Dettes, impayés, salaires non versés…
L’enquête met avant tout en lumière la croyance du Tout-Paris dans un homme d’affaires prêt à tout pour l’appât du gain. « La Jeune Rue » devait constituer son trésor. 36 restaurants et commerces étaient imaginés pour construire un écosystème dans lequel viendraient consommer des clients aisés. En 2013, le projet, estimé à 60 millions d’euros, séduit banquiers, politiques, chefs ou encore journalistes. « Il y a un côté Gatsby le magnifique », reconnaît un intervenant dans le documentaire.
Mais rapidement, le doute s’installe. En novembre 2014, une enquête du Monde révèle que Cédric Naudon cumule les dettes et les factures impayées.
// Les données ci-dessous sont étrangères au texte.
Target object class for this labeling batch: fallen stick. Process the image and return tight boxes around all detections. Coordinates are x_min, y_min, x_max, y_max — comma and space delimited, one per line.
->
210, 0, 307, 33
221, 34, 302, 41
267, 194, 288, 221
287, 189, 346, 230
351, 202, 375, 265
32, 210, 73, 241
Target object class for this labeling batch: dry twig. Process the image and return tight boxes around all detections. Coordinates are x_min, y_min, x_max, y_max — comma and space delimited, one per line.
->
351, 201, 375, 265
Des finances particulièrement instables qui conduisent la Banque publique d’investissement et d’autres acteurs à se désengager de « La Jeune Rue ». Ces déboires se matérialisent également par des salaires non versés aux employés des restaurants possédés par l’homme d’affaires.
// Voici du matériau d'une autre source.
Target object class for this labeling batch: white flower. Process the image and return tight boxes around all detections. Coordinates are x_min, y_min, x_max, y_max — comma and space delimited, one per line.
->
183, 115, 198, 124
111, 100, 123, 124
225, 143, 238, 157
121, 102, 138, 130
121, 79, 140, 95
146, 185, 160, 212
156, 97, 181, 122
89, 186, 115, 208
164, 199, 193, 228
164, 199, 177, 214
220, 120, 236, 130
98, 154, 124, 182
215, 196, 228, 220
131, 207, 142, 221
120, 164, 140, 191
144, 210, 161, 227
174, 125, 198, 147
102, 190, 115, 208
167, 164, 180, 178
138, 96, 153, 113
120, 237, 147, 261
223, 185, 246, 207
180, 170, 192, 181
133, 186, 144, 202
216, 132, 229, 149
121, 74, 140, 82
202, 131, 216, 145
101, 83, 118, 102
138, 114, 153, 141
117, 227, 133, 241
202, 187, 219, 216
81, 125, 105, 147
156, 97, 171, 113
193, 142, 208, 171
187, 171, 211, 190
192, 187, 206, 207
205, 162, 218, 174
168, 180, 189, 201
Interrogé par France Inter dans un podcast, le critique gastronomique François-Régis Gaudry évoque également des « fournisseurs qui avaient toutes les peines du monde à obtenir l’argent » de la Jeune Rue. La supercherie est révélée, et son auteur, Cédric Naudon, apparaît dans l’œil de la justice.
En 2021, il est condamné à quatre ans de prison, dont trois ferme, pour escroquerie, tentative d’escroquerie et abus de biens sociaux. Une chute brutale.